5. Penn State Forest, Jenkin's Neck
Situated between Bass River North and Wharton State Forest, this picturesque park sometimes gets overshadowed. Here you can enjoy the unique landscape of the Pine Barrens and kayaking on Oswego Lake.
6. Abram S. Hewitt State Forest, West Milford
You've got to love these views. Expect a rugged, rustic experience, colorful bedrock, and a portion of the Appalachian Trail.
7. Stephens State Park, Hackettstown
There are six miles of marked trails at Stephens State Park for walking, hiking, mountain biking, and horseback riding, including a 2-mile section of the Highlands Trail. This is one of few state parks where rock climbing is permitted (you'll need to sign a waiver) and there is some great fishing to be found on the Musconetcong River.

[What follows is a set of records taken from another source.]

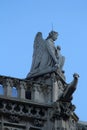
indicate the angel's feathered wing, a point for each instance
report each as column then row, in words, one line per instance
column 38, row 51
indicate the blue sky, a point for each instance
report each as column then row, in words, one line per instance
column 20, row 20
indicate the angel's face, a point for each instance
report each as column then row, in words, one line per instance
column 54, row 36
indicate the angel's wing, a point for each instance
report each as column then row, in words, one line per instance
column 38, row 51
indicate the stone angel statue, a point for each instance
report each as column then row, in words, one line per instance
column 44, row 57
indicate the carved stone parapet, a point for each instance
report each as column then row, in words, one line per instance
column 62, row 110
column 23, row 110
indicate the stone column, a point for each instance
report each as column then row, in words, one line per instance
column 21, row 90
column 8, row 88
column 55, row 91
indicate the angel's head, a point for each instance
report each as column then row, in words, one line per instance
column 53, row 35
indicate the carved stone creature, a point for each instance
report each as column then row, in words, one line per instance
column 67, row 95
column 45, row 56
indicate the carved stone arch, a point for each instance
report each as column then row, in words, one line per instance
column 6, row 129
column 1, row 89
column 14, row 91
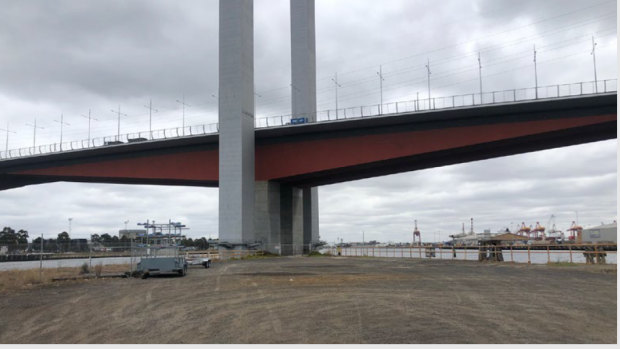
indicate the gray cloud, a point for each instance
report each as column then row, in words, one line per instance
column 70, row 57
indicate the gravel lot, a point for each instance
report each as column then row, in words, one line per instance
column 325, row 300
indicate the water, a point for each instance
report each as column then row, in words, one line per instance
column 518, row 256
column 62, row 263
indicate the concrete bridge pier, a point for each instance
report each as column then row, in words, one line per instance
column 279, row 218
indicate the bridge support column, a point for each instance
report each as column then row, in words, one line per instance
column 279, row 218
column 236, row 120
column 311, row 218
column 303, row 84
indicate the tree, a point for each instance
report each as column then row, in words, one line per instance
column 22, row 236
column 8, row 236
column 63, row 240
column 201, row 244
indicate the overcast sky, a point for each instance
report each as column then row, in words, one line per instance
column 71, row 56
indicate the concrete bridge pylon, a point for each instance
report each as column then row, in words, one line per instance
column 280, row 218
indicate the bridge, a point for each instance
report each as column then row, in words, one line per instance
column 268, row 169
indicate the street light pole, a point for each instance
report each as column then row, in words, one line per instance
column 6, row 149
column 150, row 107
column 535, row 73
column 118, row 137
column 380, row 74
column 89, row 117
column 182, row 102
column 480, row 75
column 336, row 84
column 34, row 136
column 61, row 122
column 428, row 71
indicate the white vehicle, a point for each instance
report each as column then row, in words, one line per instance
column 197, row 260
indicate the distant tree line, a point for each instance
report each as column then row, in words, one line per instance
column 12, row 239
column 200, row 244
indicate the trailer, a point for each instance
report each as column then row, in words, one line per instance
column 162, row 265
column 193, row 259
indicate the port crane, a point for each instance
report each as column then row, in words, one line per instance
column 538, row 229
column 575, row 232
column 416, row 232
column 524, row 231
column 554, row 234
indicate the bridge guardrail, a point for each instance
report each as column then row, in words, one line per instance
column 530, row 254
column 391, row 108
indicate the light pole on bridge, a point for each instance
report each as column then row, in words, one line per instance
column 34, row 135
column 89, row 117
column 151, row 109
column 428, row 76
column 380, row 74
column 118, row 112
column 593, row 53
column 62, row 123
column 336, row 84
column 6, row 150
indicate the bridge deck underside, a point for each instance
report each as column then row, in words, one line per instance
column 325, row 155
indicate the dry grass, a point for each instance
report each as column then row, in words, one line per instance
column 14, row 280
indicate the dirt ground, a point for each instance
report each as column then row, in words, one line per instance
column 325, row 300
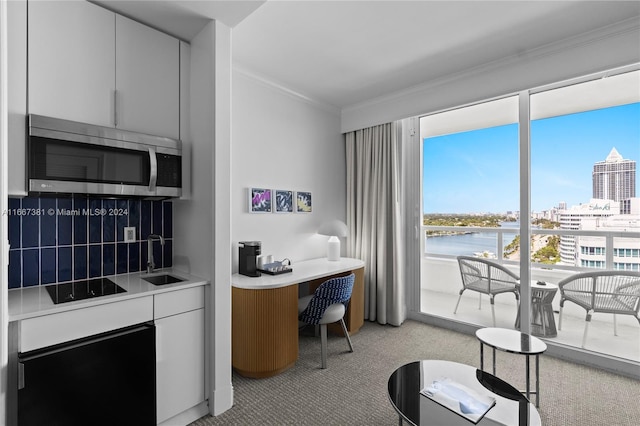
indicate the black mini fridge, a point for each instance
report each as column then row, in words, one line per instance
column 107, row 379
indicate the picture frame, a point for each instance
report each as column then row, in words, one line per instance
column 260, row 200
column 283, row 201
column 303, row 202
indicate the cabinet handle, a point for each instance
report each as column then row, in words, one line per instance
column 153, row 170
column 115, row 108
column 20, row 376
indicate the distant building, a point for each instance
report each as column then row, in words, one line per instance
column 614, row 178
column 572, row 219
column 601, row 215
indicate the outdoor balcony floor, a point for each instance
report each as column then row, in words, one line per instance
column 600, row 339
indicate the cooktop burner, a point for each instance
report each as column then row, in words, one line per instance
column 79, row 290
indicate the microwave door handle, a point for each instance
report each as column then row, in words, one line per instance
column 153, row 170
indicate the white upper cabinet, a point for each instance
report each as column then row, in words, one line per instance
column 71, row 61
column 147, row 79
column 16, row 95
column 91, row 65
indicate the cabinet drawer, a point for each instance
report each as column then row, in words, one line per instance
column 52, row 329
column 175, row 302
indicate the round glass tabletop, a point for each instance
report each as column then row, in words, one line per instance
column 511, row 341
column 404, row 386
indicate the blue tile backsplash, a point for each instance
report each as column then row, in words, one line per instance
column 54, row 240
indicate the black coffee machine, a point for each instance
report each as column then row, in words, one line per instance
column 248, row 253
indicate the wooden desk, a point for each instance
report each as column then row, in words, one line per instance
column 264, row 314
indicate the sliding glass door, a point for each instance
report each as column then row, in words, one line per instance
column 585, row 211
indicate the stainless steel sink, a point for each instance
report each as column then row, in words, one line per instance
column 162, row 279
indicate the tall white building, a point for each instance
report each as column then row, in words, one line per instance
column 614, row 178
column 591, row 251
column 572, row 219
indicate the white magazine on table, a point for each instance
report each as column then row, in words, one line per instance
column 459, row 398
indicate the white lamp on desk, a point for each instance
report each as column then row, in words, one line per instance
column 335, row 229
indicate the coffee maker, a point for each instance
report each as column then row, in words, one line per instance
column 248, row 253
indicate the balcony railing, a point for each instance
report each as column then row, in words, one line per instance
column 500, row 232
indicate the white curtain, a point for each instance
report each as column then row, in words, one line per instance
column 374, row 218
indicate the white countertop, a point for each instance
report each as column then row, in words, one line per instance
column 302, row 271
column 29, row 302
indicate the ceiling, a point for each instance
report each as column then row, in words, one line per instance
column 346, row 52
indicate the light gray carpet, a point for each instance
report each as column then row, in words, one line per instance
column 353, row 389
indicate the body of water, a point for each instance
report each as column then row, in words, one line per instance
column 469, row 244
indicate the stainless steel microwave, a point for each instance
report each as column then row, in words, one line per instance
column 67, row 157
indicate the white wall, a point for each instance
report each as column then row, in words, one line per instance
column 596, row 51
column 201, row 222
column 281, row 141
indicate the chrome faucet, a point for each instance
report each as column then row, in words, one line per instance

8. Rancocas State Park, Hainesport Township
The nature center here provides a variety of unique programs, including educational workshops and guided hikes. You'll also get to enjoy all the wildlife along Rancocas Creek.
9. Long Pond Ironworks State Park, Hewitt
From ruins to restored buildings, this park is a history lover's paradise. The Ironworks were founded back in 1766 and remnants still remain. The operation played a major role in both the War of 1812 and the Civil War. You'll also find the lovely Monksville Reservoir and Wanaque River here.
10. Swartswood State Park, Swartswood
Located on Swartswood Lake, this park offers fishing, boating, and swimming. You'll also enjoy the hiking trails and unique natural and historic sites here. Duck Pond is a woodland vernal pool, a depression in the forest, unconnected to a stream, with a dense soil layer that impedes the water from flowing out easily. Keen's Gristmill (pictured) is a former gristmill that can be enjoyed via an easy 1.2-mile hike with water views.
Which New Jersey state park is your favorite?
Ringwood, Wharton, and Liberty are three of my favorites, choosing one is impossible.